I think we have a misunderstanding. I agree that we shouldn't pursue the multi-root-class scenario. The multi-value scenario I said we'll probably encounter is different; it's the client requesting multiple top-level fields in a single GraphQL query. Currently the Apollo server will create a separate PathQuery for each field (and thus will need at most one root class), and I think we should leave it this way. The thing to anticipate is implementing how we include metadata in the response so that it will work with multiple top-level fields, i.e. include the same metadata for multiple top-level fields in a single query.

Regarding the complexity of the implementation, I've pretty much just followed the Apollo server documentation. The one exception being how the InterMine data source uses factories and mixins. There's 2 motivations for that design: 1) so the data source implementation isn't a single class that's hundreds, if not thousands, of lines of code and 2) so we can instantiate the same class for multiple mines, which we've encountered in issue #18.

sammyjava commented 1 year ago

Fair enough, the main problem is that I've never been comfortable with client-side coding and definitely haven't bothered to learn Typescript. I expect the youngsters on board this summer will do fine.

But I still don't quite follow what you're saying. Every search resolver has a root class for the search query. All the dependent objects get resolved (or don't) but that doesn't change the number of results. There is no case in graphql-server where we search on two root objects and then merge them together in some way.

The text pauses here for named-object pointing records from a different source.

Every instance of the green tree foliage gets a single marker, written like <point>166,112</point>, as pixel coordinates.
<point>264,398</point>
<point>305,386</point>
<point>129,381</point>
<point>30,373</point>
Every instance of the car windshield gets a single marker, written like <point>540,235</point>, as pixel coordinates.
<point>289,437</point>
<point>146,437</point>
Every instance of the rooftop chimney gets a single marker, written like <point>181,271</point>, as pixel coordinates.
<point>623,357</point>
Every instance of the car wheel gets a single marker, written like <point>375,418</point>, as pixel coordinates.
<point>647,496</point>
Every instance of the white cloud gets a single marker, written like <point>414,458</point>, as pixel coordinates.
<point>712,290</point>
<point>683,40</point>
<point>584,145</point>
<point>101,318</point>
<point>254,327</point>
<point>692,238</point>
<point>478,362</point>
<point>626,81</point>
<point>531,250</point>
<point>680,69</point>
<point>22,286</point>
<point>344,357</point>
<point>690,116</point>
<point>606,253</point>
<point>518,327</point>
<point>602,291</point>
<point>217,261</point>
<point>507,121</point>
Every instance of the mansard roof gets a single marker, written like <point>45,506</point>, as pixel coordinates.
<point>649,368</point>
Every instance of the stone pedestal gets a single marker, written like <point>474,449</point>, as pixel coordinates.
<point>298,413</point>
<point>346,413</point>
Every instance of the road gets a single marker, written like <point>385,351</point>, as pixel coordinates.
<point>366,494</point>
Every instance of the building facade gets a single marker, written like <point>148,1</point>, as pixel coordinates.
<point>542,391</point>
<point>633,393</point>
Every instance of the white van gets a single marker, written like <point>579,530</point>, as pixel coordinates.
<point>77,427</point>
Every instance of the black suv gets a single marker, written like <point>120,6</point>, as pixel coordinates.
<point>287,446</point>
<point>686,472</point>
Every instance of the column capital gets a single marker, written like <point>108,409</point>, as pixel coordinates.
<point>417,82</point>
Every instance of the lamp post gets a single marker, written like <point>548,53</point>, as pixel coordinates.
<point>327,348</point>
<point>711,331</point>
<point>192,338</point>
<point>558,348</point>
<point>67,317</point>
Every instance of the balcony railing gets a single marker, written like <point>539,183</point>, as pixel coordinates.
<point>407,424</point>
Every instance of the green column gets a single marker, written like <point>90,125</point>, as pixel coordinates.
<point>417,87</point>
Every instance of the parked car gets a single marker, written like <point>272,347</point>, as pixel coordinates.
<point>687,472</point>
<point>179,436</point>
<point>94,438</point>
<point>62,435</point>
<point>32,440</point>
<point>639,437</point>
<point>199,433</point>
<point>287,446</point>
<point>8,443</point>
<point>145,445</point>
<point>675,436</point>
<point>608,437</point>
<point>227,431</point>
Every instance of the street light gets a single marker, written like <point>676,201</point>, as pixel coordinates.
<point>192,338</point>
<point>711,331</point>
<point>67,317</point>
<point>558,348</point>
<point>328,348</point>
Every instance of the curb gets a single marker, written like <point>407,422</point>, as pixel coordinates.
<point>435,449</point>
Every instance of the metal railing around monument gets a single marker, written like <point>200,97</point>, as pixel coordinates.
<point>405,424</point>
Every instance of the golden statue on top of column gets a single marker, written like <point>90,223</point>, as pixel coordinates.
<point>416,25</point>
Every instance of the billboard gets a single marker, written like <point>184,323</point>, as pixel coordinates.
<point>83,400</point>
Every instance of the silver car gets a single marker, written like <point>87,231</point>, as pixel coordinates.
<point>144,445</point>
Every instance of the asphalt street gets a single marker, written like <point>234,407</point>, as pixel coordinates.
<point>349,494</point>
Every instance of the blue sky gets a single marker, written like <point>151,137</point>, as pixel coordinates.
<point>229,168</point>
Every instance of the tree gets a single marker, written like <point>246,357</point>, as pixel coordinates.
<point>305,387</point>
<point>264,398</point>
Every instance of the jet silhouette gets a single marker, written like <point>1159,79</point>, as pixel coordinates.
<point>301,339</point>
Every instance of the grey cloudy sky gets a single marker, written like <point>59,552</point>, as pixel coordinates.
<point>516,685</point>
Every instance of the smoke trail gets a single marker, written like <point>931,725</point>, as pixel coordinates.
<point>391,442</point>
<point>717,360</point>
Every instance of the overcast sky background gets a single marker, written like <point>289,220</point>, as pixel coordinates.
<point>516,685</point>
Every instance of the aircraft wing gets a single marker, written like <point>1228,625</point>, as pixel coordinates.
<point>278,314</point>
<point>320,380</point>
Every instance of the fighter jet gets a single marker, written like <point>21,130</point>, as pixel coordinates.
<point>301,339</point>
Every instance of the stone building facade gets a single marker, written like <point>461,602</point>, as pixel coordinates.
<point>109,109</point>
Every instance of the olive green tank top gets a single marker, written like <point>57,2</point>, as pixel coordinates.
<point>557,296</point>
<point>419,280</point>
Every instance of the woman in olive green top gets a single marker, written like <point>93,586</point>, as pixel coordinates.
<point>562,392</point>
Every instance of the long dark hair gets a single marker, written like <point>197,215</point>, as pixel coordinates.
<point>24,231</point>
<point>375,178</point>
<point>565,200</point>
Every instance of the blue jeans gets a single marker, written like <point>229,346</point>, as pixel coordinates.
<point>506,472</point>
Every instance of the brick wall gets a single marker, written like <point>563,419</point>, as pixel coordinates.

The uniqueValues query would only implemented in search-foo.ts. So I'm just not grokking the multi-value scenario. But my brain is oriented toward how InterMine searches for things with path query. So I'll just watch from the stands as you code this up.

sammyjava commented 1 year ago

I'd like to move forward on this, or have it moved forward. Will you have time in the near-ish future to do this, @alancleary or should I give it one more college try? I'd really like to get a production gene search up, just to show that we can actually get things done if for no other reason.

alancleary commented 1 year ago

I'm already working on it.

alancleary commented 1 year ago

@sammyjava @adf-ncgr @ctcncgr. I've implemented option 1 in the Query schema of the pagination-metadata branch. Apparently GraphQL doesn't actually support generic types so all the types use the same basic structure but it's hand-written... The PageInfo type was just an example from here. We can update it to only contain numResults, as we've discussed, but I wanted your feedback on the updated schema structure before proceeding.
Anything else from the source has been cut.